One of the frustrating things about working in the ER is that you so rarely get follow-up on a patient you have seen. They leave the ER and it is as if they cease to exist. And when you do get follow-up, it's usually a bad thing -- "Remember that chest pain you sent home yesterday?" So today I was pleased to get follow-up on one of my patients from yesterday's post. It was Patient Number 5, Chronic Abdominal Pain Lady.

Now I didn't realize that it was her at first. For one, the name on the chart was different. Also, the details of the presentation were slightly different. When I walked into the room, though, I noticed that she looked very familiar. Then I saw the external jugular vein on her neck, a very distinct large and bifurcated vessel that I had had to cannulate to get blood off her the day before. (BTW, how sad is it that I didn't recognize her face but did recognize a vein?) At first, I played dumb and got some details from her. She recognized me and tried to give me a close approximation of the previous day's story, getting a little flustered when I pointed out that she had told the triage nurse something very different. I made an excuse and left. The admitting clerk approached me and told me of not the one but three other names they recognized her as having used. They all had social security numbers, dates of birth, phone numbers, and addresses which were identical, except for an occasional flopped digit.

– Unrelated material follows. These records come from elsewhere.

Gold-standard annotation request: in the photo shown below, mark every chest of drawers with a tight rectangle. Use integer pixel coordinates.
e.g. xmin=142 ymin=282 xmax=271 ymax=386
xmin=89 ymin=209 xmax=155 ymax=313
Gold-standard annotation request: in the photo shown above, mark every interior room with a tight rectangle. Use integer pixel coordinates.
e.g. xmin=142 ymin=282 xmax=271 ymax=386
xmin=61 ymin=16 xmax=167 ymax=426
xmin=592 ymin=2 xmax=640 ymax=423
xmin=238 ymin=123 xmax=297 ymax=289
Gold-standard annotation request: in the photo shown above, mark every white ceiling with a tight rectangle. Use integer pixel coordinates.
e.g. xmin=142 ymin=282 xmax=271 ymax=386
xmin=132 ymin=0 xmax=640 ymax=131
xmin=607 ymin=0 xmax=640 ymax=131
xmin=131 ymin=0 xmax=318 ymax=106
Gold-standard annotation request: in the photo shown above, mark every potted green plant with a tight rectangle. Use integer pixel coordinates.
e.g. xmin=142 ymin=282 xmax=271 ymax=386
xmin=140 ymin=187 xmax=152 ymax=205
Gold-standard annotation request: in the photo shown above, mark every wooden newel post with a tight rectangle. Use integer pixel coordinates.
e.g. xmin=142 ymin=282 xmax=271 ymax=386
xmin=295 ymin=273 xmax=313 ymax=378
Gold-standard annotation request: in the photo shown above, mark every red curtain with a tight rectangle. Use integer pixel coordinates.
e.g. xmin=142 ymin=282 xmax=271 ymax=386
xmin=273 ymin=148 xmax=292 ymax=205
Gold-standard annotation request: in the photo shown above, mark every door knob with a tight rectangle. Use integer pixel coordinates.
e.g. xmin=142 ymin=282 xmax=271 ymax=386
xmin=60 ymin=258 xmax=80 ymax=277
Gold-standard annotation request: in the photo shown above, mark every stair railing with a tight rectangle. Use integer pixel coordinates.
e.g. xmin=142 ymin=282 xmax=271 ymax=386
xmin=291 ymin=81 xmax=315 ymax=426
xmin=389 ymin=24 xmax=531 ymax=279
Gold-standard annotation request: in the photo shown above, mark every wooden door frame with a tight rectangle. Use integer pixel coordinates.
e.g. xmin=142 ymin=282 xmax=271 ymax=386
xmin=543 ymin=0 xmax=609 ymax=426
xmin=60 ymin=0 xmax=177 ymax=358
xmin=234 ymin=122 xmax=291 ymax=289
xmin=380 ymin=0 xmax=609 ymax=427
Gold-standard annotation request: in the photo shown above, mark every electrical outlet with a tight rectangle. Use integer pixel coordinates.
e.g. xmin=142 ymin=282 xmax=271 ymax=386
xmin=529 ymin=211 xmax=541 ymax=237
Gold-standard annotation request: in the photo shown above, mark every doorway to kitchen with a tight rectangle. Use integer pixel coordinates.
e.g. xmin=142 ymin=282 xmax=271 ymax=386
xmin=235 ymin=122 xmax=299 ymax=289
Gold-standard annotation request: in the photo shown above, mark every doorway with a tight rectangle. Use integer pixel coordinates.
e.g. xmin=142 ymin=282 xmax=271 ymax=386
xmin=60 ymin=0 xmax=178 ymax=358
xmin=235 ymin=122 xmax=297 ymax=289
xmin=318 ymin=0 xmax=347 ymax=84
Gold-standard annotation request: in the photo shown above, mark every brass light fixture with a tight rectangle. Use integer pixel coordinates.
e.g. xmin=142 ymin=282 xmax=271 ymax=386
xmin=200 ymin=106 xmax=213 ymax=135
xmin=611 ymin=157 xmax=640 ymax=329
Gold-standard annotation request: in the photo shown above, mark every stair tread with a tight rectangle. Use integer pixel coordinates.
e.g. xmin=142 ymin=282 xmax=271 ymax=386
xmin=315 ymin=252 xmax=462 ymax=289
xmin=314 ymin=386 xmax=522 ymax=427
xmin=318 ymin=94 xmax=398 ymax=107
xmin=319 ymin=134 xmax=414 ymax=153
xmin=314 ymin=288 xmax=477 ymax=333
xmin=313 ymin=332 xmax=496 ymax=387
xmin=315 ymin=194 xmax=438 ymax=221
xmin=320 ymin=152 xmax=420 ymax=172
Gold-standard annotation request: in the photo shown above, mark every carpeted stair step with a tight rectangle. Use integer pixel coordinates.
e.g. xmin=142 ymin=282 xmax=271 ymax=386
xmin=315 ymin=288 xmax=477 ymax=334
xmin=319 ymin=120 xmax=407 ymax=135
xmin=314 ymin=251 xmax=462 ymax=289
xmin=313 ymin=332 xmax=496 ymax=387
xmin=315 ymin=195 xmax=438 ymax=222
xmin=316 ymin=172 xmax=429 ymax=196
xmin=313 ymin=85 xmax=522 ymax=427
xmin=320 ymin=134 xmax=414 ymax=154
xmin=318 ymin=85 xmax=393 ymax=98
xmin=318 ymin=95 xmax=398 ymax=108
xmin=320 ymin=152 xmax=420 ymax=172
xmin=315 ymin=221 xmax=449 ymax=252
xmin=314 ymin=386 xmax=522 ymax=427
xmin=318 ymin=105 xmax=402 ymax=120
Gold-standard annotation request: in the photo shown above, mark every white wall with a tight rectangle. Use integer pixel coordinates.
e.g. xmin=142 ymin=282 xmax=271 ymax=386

I went back in and explained to her that I was happy to screen her for an emergency condition, and treat one if it were present. I also pointed out the . . . irregularities in her registrations. I did not accuse her of anything, but I said that I was concerned about her dishonesty. (Even when you have someone busted, it's wise not to overcommit oneself.) Predictably, she escalated and became angry and threatened to sue me and stormed out.

Ah, victory. I hate (really hate) having an adversarial relationship with patients. But it's hard not to savor a clean win when one comes along.


  1. The feedback would arrive more often if you communicated with the patient's doctors.




  2. I usually gave feedback when a patient showed up for suture removal, sporting a few dozen 6-0 sutures placed a millimeter apart.

  3. ding, ding, ding, we have a winner! congrats.